Author: Rosy Thornton
Genre: Contemporary Fiction
Release Date: July 8, 2010
Publisher: Headline Review
Source: Copy provided by the author for review
Unfortunately, I've never had the pleasure of traveling to France. Of course the city girl in me would love to see Paris, but I think I'd immensely enjoy renting a car and traveling throughout the French countryside, stopping in little hamlets, and really just revelling in nature's beauty. It may be a while until I'm able to go on such a trip, so at least I have novels like The Tapestry of Love in which to immerse myself.
After raising two children and going through a divorce years ago, Catherine Parkstone sets off to make a new start away from her life in England. With dreams of starting her own business as a seamstress and needlewoman filling her thoughts, she purchases Les Fenils, a small farm in the southeast of France. Catherine must quickly learn to adapt to her new surroundings - both the land and her neighbors. The Tapestry of Love is a very character-driven novel, and ultimately, a portrait of an outsider trying to find her place within such a tight-knit community, while coming to terms with the life she left behind.
Rosy Thornton does an excellent job creating a strong sense of place within the Cévennes mountains. She lavishly paints the scenery with her words, and manages to capture the wild beauty of a rural pastoral village and its people. I often felt as if I were sitting on the terrace of Les Fenils enjoying the awesome quietude.

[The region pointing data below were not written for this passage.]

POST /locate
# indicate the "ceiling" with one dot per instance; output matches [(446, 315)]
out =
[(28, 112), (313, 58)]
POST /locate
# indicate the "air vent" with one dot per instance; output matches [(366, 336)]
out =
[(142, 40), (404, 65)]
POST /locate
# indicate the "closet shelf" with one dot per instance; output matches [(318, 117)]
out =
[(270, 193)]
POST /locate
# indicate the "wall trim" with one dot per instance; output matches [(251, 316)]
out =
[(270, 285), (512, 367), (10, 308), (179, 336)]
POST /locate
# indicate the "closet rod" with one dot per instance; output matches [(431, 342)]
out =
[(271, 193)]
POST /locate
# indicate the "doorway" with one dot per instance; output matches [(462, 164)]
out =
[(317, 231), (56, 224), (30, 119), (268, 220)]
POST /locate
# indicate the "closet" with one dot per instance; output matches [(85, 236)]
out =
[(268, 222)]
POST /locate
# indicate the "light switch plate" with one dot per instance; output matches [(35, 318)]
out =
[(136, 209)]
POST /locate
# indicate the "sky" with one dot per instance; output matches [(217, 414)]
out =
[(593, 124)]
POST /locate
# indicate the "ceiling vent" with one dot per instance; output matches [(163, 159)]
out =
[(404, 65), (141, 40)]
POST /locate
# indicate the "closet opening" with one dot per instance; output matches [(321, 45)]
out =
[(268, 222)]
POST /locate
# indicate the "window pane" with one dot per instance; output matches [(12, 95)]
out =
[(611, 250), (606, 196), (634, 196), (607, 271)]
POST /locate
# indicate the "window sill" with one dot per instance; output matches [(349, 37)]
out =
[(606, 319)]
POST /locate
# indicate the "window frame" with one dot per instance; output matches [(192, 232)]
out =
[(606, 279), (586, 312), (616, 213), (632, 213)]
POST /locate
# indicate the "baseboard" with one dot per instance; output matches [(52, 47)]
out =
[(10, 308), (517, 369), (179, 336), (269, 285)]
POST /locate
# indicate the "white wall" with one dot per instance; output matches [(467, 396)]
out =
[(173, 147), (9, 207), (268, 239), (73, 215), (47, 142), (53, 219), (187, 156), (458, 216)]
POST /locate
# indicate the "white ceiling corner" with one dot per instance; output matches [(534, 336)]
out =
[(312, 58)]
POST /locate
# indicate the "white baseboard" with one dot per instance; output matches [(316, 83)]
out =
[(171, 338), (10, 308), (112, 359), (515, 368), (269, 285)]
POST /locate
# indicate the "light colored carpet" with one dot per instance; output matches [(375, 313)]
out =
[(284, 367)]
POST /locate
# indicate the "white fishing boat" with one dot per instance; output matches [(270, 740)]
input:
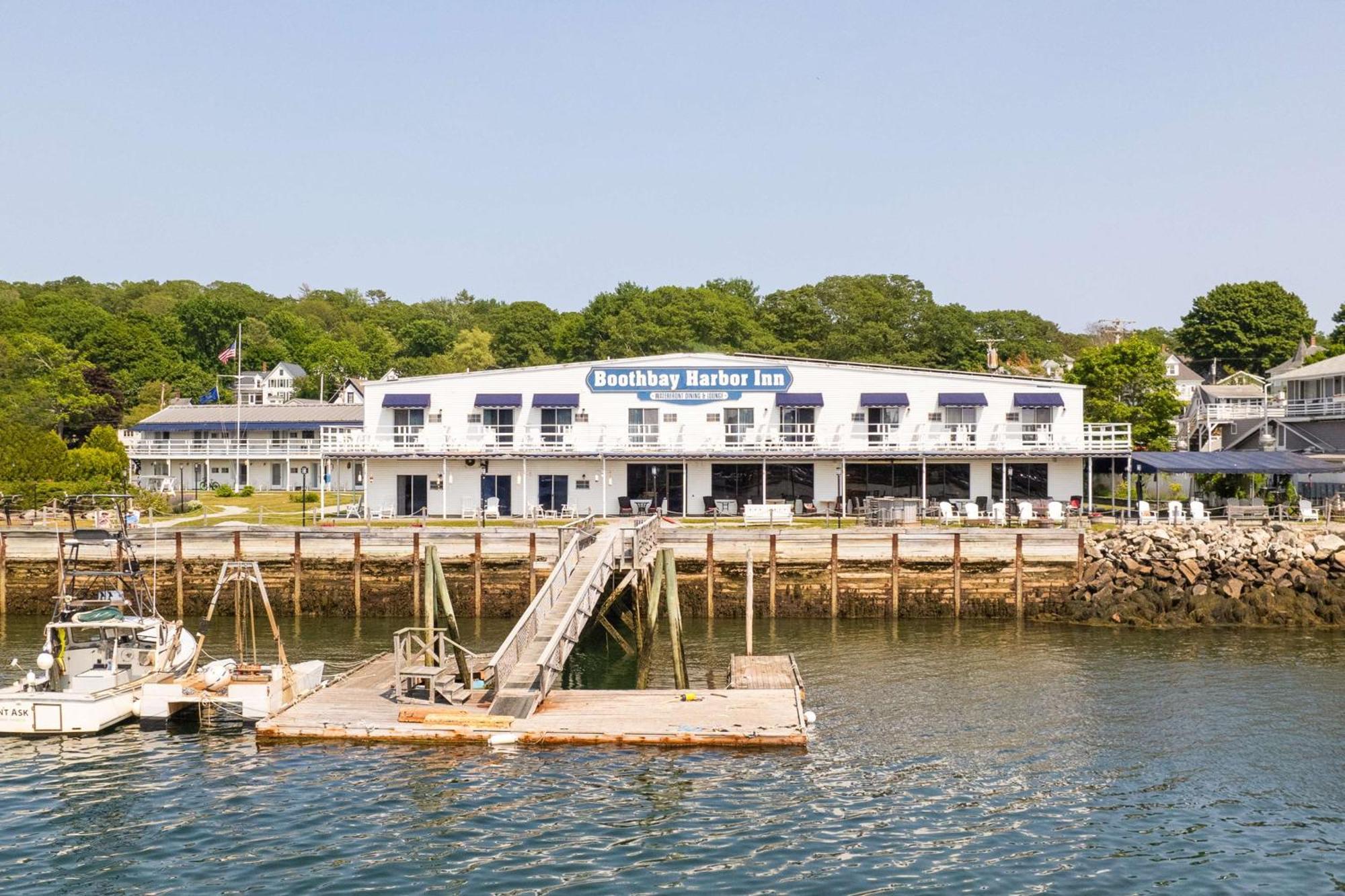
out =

It was preternaturally silent, and the silence lent depth to the conviction of emptiness. She knew there was life there before her, invisible among the trees and on the far distant slopes: houses and farms, animals being fed and fires stoked, women peeling vegetables for supper, yet it seemed almost impossible that it should be so, as unreal as staring at the night sky and imagining life in other galaxies.As someone who has very rarely experienced the absolute solitude found in such rural settings, I found these lines embodied my feelings of disbelief that such a place can truly exist, even though I know it does. I think everyone wishes they could escape to a place without the constant interruptions from technology, although most could not give up such access permanently like Catherine did. I found her initial difficulty adjusting to a place that had spotty electricity and no telephone or Internet access very realistic.
Overall, the characters are what helped the story succeed. Most were complex with a depth to them that was slowly revealed over the course of the novel, instead of being quickly described with long bouts of expository writing. Catherine is one of the stronger, well-rounded female protagonists I've read recently. She's not the typical damsel in distress, and is very multifaceted. Along with being extremely brave for completely uprooting herself, she is very honest, caring, and hardworking. She quickly rises to the challenge of establishing herself in the small community without being forceful or obnoxious.
Everyone should plant things and watch them grow. It is an impulse as old as man. To plough our furrow, to till our patch of earth, however small it may be - to form a connection with the place that is ours.
This isn't a page turner, and not a book to be rushed, but should be savored and really appreciated. The Tapestry of Love is very much a tale of everyday life, the hardships and excitements of fellow man. I appreciated the fact that this book was not heavy on the drama. There was a romance element that unfolded, but it by no means took center stage. This heartwarming tale also allowed me to glean bits of information about unknown areas, such as creating tapestries and keeping bees, which I really enjoyed. While it did take me a few chapters to become used to the British vernacular, once I did I was quickly immersed in the story and transported to a wonderful rural idyll.
I want to sincerely thank the author for sending me this book to review, as I was pleasantly surprised at how much I enjoyed reading it. I had never heard of Rosy Thornton before reading The Tapestry of Love, but now I look forward to researching her other works.